Overview
Recurring calendar events are complex. Unlike standard emails or files, a recurring series is actually a single "rule" (e.g., "Every Monday at 9 AM") rather than a list of individual appointments.
When users modify specific instances—such as moving one meeting in a weekly series or changing its description—this creates an "Exception."
CloudM Migrate supports the migration of these patterns and exceptions between Microsoft 365 and Google Workspace. This guide outlines what is supported and the critical limitations regarding custom content.
1. Supported Scenarios
CloudM Migrate is designed to handle the following changes to recurring series:
| Scenario | Status | Notes |
|---|---|---|
| Delete an Occurrence | ✅ Supported | If you delete a specific meeting from a series, it will remain deleted in the destination. |
| Move an Occurrence | ✅ Supported | If you move a specific meeting to a different time or date, it will migrate to the new slot. |
| Change Duration | ✅ Supported | If you extend or shorten a specific meeting (e.g., 30 mins to 60 mins), the new duration is preserved. |
| Mixed Changes | ✅ Supported | A series can have deleted, moved, and duration-changed instances simultaneously. |
2. The "Metadata Limitation" (Critical)
While the time and date of modified meetings are preserved, custom content is not.

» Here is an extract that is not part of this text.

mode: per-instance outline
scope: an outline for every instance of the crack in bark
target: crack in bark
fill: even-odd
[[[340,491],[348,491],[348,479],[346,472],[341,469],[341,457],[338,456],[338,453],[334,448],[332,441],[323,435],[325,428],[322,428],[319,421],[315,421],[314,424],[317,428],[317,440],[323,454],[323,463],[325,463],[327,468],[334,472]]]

When you modify a specific instance in a series (an Exception), the destination platform links it back to the "Master Series" to display titles, descriptions, and locations.
What is Lost?
If you have customized the content of a single instance, the migration will preserve the Time, but revert the Content to match the original series.
The following per-instance customizations will NOT migrate:
❌ Custom Titles: e.g., Renaming "Weekly Sync" to "Weekly Sync - Christmas Special."
❌ Custom Descriptions: e.g., pasting meeting minutes into the body of one specific date.
❌ Custom Locations: e.g., moving one instance to a different conference room.
❌ Guest Lists: e.g., adding a specific guest to only one occurrence.
Recommendation: If a specific meeting requires a unique title, agenda, or guest list, we recommend detaching it from the series to make it a standalone single event before migrating.
3. How the Migration Works (Concept)
Understanding how the tool processes these events can help you troubleshoot if items appear to be missing.
The Master Rule First: The system first migrates the "Master Rule" (the main recurring series).
The Patching Process: Once the series is established, the system scans for your "Exceptions" (moved or modified dates).
Applying Updates: The system then "patches" the series to move the specific instances to their correct times.
Note for Google Workspace Destinations:
You may notice a slight delay (seconds to minutes) between the series appearing and the exceptions being applied. This is due to how Google generates calendar layers. Please wait for the migration to fully complete before verifying calendar data.
4. Re-migrating Calendar Data
⚠️ Important: If you need to re-migrate a calendar if events previously migrated incorrectly, you cannot simply run the migration again to update the existing events.
Instead, you will need to follow the steps below.
The Required "Clean Slate" Procedure:
Delete Events: Delete the calendar events in the destination account.
Empty the Trash (Crucial): You must permanently delete the items from the Trash/Bin. If items remain in the Trash, the API may still see them and restore them.
Clear Migration History: In CloudM Migrate, clear the migration history for the specific user(s).
Re-run Migration: Start the migration again.
Note for Google Workspace Destination:
If you follow the steps above and the user then decides to delete an exception to a recurring event, then restore it, this will result in two copies of that exception being restored to the calendar. This is due to the original exception still existing in the Google ecosystem.
5. Troubleshooting Common Issues
Issue: "I moved a meeting to Tuesday, but it still has the Monday title."
Explanation: This is expected behavior (see Section 2). The system migrates the time change, but the title reverts to the Master Series title.
Solution: Users must manually update the title of the moved instance in the destination calendar.
Issue: "I see duplicate recurring events in Google Workspace after deleting and restoring"
Explanation: This suggests the migration was re-run after deleting the destination calendar (see section 4). The user then deleted an exception to a recurring event and restored it, resulting in duplicates. This is because the original deleted exception (prior to re-running the migration) still exists in the Google ecosystem and is restored along with the user deleted one.
Solution: Advise users to remove the duplicates.
Issue: "The response status on my exceptions hasn't migrated over"
Explanation: This suggests the migration was re-run after deleting the destination calendar events. This is expected behavior.
Solution: If for some reason you do need to delete and re-migrate you should make users aware of this behavior.